Rising Above, Part 3

This is the third post in a six-part series  on general education issues.  I was recently invited to be part of a panel discussion after a screening of the film Rise Above the Mark, and these posts will continue that conversation.  This space will not be used for a review or critique of the film, parts of which I agreed with and parts of which I did not.  The film and the discussion it has inspired have, however, brought key education issues into a broader forum, and it is these that I will address in this series.

What is the purpose of public education?  What is the goal of K-12 education?  What defines success?

Knowledge and learning, generally diffused throughout a community, being essential to the preservation of a free government; it shall be the duty of the General Assembly to encourage, by all suitable means, moral, intellectual, scientific, and agricultural improvement.

So reads Article 8, Section 1, of the Indiana Constitution.  As far as a general purpose for education goes, this is not a bad one.  It states a particular reason for educating people and offers broad strokes for what that kind of education should look like.  The State of Indiana is interested in the mechanism for preserving a free government.  It acknowledges that education is essential to this idea and anchors its view of education in a tradition stretching for more than two thousand years, a tradition we broadly describe as a liberal arts education, for it takes in the widest spectrum of subjects in an effort to free people from the dark prison of ignorance.

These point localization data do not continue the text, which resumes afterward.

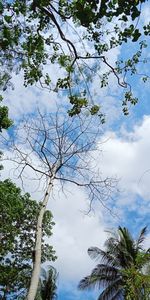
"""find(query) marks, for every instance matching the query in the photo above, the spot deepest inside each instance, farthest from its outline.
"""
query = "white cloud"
(127, 155)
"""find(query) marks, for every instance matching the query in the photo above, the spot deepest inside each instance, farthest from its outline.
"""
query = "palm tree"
(47, 286)
(120, 273)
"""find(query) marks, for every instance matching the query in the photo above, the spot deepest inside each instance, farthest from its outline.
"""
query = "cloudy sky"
(124, 146)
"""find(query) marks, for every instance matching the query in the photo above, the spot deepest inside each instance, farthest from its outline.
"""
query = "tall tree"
(120, 273)
(78, 36)
(18, 225)
(58, 148)
(47, 285)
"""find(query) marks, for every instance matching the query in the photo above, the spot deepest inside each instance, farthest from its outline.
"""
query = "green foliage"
(42, 40)
(18, 224)
(47, 285)
(5, 122)
(122, 268)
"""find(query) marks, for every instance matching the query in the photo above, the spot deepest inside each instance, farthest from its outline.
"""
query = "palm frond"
(141, 237)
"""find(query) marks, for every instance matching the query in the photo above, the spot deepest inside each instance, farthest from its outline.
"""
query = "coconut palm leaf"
(122, 253)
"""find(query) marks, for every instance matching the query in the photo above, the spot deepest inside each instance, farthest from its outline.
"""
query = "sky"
(124, 148)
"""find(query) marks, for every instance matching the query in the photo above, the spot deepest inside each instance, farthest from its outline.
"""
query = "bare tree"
(59, 148)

Education could, of course, be about many other things.  It could be about developing the skills to complete task X at company Y.  It could be about developing the skills to pursue a hobby while in retirement.  It could be about learning how to pick a person's pocket on the subway without getting detected, how to build a deck on the back of your house, or how to win friends and influence people.  However noble or ignoble these educational goals may be, they share one characteristic.  They are narrow.  They belong to that set of activities for which the prisoners in Plato's cave awarded prizes.  The English word "education" has its roots in the Latin ex + ducere, to lead out, and in this it hearkens back to Plato's famous allegory in reminding us that true education leads us from the small and the dark into the broad light of truth.

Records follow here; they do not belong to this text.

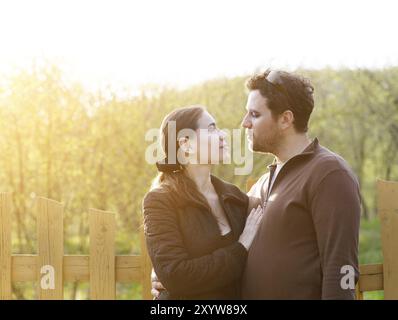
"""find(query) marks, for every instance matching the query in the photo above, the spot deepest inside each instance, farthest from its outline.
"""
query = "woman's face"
(210, 146)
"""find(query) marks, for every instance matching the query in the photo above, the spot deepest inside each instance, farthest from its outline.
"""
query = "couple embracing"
(294, 235)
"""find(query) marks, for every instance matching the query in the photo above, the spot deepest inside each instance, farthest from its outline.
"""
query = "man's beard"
(268, 143)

In answering the question, then, of what constitutes success in education, we must be clear what we mean by the word "education."  If it is a narrow, limited development of a particular skill, then success can be measured by the performance of that skill.  If the pickpocket, for example, makes a clean theft of someone's wallet, then Fagin can be rated a highly effective teacher and his house an A school.  When we take a broader view of education, however, we must understand success in a correspondingly broader way.

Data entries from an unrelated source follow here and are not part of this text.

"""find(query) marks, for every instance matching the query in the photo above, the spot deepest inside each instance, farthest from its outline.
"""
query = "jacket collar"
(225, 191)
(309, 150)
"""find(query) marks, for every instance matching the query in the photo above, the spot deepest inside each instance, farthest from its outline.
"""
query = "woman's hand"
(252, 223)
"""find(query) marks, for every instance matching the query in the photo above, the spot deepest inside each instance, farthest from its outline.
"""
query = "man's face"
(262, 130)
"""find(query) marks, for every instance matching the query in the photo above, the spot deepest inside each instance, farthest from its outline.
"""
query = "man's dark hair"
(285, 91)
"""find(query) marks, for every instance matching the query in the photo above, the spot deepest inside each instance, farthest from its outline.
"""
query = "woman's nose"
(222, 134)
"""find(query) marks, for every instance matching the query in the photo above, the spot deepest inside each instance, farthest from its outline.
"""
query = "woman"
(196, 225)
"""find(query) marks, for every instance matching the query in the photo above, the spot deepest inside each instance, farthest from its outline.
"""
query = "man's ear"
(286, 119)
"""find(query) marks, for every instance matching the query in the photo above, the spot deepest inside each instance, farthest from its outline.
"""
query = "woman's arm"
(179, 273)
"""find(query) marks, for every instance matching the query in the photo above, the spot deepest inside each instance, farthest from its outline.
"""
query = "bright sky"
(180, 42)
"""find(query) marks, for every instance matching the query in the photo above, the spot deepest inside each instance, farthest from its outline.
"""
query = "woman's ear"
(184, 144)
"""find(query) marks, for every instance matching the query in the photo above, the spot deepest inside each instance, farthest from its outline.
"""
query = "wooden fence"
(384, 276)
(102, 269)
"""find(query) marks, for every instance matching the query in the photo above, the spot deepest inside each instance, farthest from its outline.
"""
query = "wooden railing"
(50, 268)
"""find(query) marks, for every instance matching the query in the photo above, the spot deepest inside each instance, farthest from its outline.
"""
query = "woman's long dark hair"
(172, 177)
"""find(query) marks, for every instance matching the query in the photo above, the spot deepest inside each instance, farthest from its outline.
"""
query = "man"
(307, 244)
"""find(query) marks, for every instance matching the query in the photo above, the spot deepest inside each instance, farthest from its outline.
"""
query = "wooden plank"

So what does it mean "to encourage, by all suitable means, moral, intellectual, scientific, and agricultural improvement?"  How will we know that our children have made improvements in these areas?  The unsettling answer is that we will not.  Those of us alive at the moment will have but the most limited glimpse into the success of our efforts relative to the lives of our children.  Our children will know better than we how successful we have been, but it will be years into their own lives and perhaps after some of those who have helped shape those lives have passed from their own.  The true measure of success of real education is the life well lived and the society advanced by the collection of such lives.  Successful education of this kind both secures the legacy of its community and ensures that the story of the human race continues on the shared journey of discovery.  Such success is not measurable by narrow instruments.  Then again, as the Mother Superior once realized, you cannot hold a moonbeam in your hand.